Re: [RFC] Return Value Propagation in IPA-CP

Dhruv Chawla via Gcc Thu, 17 Oct 2024 03:32:32 -0700

Hi,

Thanks for the reply!


On 16/10/24 20:25, Martin Jambor wrote:

External email: Use caution opening links or attachments


Hello,

first and foremost, sorry for a late reply.  I needed to take a larger
leave of absence for family reasons.

Comments inline:

On Thu, Aug 22 2024, Dhruv Chawla via Gcc wrote:

* Table Of Contents *

- Introduction
- Motivating Test Cases
- Proposed Solution
- Other Options
- Existing Solutions
- Primary Optimizations To Be Improved
- Front-End Attribute For Recording Return-Value Information
- Future Work
- References
- Questions

* Introduction *

Return jump functions offer a way of modeling return values of a function in
terms of its formal parameters, similar to how regular jump functions can be
used to model the actual parameters of a callee at a callsite in terms of the
formal parameters of the caller.

By discovering this information and propagating it across the program callgraph
in LTO mode, various transformations like value-range propagation, sibling-call
and chaining-call optimization can be augmented to take advantage of it and
potentially perform better optimizations.

Currently, ipa-cp models parameters using jump functions, propagates the values
of those jump functions by iterating to a fixed-point using lattices, and
clones functions by taking decisions from those lattice values.

We propose extending ipa-cp with the analysis and propagation of return jump
functions, starting with the basic case of a direct return of the form
"return x;" where "x" is any formal parameter of the function.

* Motivating Test Cases *

* Optimizing tail calls:

- PR92867

char buf[128] = { 1 };

char *foo (__SIZE_TYPE__ n)
{
    return __builtin_memset (buf, ' ', n);
}

char *bar (__SIZE_TYPE__ n)
{
    __builtin_memset (buf, ' ', n);
    return buf;
}

Here, the call to __builtin_memset in foo gets successfully converted to a
tail-call, however the call in bar cannot be optimized to a tail-call. This is
an optimization that LLVM is able to perform.

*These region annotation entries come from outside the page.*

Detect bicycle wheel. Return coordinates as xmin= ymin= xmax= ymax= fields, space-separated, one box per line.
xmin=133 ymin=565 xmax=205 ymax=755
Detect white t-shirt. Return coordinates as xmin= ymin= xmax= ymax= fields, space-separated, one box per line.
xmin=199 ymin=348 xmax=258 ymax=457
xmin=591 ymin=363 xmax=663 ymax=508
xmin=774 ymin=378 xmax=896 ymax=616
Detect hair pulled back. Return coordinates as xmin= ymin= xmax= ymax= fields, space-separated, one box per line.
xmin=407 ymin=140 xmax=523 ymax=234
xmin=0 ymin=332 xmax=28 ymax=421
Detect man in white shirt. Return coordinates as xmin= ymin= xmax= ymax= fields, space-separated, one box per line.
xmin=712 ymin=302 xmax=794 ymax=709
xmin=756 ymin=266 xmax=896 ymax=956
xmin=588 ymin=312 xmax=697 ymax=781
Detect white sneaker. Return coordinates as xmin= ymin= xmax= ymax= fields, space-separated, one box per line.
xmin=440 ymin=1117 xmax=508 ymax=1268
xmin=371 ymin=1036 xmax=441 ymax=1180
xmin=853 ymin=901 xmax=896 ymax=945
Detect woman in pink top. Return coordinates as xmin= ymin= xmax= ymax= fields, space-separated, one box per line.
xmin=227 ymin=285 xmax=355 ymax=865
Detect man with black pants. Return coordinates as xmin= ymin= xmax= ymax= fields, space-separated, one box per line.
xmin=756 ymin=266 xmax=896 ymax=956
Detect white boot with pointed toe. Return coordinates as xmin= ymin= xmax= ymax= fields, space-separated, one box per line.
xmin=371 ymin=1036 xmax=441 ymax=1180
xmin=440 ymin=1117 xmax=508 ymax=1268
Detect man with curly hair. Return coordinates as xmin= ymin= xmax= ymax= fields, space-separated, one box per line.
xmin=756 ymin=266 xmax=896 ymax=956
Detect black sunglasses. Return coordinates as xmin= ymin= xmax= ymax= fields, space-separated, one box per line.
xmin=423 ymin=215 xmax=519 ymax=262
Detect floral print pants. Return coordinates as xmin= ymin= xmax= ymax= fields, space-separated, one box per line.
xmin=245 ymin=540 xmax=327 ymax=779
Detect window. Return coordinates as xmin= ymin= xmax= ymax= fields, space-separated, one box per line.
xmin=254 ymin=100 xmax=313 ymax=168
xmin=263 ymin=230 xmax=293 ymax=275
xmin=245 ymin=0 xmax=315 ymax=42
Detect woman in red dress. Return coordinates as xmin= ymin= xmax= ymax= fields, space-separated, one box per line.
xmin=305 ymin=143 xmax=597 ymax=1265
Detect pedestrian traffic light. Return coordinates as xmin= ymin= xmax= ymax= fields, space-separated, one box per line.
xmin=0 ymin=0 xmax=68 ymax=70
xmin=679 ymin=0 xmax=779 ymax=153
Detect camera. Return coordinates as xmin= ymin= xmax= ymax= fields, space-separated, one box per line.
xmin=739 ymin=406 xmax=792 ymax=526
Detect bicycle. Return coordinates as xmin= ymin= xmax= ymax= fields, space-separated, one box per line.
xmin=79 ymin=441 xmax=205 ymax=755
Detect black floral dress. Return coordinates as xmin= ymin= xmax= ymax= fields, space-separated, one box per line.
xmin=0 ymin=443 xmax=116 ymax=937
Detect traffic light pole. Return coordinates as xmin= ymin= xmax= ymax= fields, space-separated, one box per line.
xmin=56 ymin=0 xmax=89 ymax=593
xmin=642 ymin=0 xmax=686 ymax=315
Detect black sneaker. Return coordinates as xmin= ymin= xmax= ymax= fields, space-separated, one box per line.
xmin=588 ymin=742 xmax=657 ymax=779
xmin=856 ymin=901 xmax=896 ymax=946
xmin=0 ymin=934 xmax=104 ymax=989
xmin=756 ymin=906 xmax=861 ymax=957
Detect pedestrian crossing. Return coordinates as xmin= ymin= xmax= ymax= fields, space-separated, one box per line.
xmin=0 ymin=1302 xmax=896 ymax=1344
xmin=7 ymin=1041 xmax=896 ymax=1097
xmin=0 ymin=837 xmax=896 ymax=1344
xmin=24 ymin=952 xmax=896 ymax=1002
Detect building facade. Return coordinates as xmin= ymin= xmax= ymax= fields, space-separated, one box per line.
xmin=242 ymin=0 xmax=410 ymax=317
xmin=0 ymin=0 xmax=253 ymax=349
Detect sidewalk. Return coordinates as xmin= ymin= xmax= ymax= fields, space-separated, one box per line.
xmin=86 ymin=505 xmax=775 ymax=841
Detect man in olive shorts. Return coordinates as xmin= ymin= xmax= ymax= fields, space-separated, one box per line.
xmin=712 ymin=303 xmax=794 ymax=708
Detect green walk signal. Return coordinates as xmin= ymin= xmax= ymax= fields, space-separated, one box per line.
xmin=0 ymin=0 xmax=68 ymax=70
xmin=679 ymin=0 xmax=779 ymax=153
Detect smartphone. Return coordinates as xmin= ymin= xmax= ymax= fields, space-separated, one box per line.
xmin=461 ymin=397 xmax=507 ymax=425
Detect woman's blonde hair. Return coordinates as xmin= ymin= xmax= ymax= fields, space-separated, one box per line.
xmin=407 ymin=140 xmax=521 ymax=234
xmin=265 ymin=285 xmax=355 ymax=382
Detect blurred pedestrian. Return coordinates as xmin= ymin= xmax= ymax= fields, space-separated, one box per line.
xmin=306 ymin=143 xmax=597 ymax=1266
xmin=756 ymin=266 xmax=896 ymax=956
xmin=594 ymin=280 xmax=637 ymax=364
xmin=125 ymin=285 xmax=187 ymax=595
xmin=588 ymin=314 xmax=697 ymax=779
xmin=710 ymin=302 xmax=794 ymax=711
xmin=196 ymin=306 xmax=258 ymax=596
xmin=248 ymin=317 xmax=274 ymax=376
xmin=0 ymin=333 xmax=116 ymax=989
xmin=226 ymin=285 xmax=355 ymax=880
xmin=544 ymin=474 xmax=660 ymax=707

Link to compiler explorer: https://godbolt.org/z/E81axqWTb

- PR67797

#include <string.h>

void *my_func(void *s, size_t n)
{
      memset(s, 0, n);
      return s;
}

This is a similar case to the above example. LLVM is able to optimize the call
to memset to be a tail-call as well.

Link to compiler explorer: https://godbolt.org/z/YzjGc59f8

* Optimizing chaining calls:

#include <iostream>

void f (int x, int y)
{
    std::cout << x;
    std::cout << y;
}

This function can be optimized to the following:

#include <iostream>

void f (int x, int y)
{
    std::cout << x << y;
}

LLVM is able to perform this optimization as well:
https://godbolt.org/z/MW75on1o5

* Proposed Solution *

* Extending IPA-CP:

1. Add return jump function data structures
    - This involves updating ipa_node_params to contain information regarding 
the
      return statements of the function, namely the lattice and the jump 
function
      describing the return value, where both use existing data structures.
    - The ipa_node_params class is reused to avoid introducing a new class and a
      corresponding function_summary type, though it is trivial to add if deemed
      a better solution. The ipa_return_value_summary class may also be a good
      place for this information, however using it would involve moving it from
      ipa-prop.cc to ipa-prop.h.


I believe that ipa_return_value_summary should become a member of
ipa_node_params (perhaps we could think of a better name) and
ipa_return_value_sum should be removed.  All infrastructure there is to
create ipa_return_value_summary should be re-used or extended to fulfill
also the new needs.


As per the reply at https://gcc.gnu.org/pipermail/gcc/2024-
September/244856.html, we ended up splitting this out into a new structure.
Having both tree and IPA passes accessing the same structure made memory
management hard.

    - Additionally, ipa_edge_args is updated to track whether or not it is a
      callgraph edge originating from a return statement. This enables the
      propagation of information in the WPA phase.


I don't understand.  I have read your reply to Honza to his question
about this and I still don't understand what you mean by this.

I believe we want to have a return function for each call graph edge,
certainly for each one that calls a non-void function.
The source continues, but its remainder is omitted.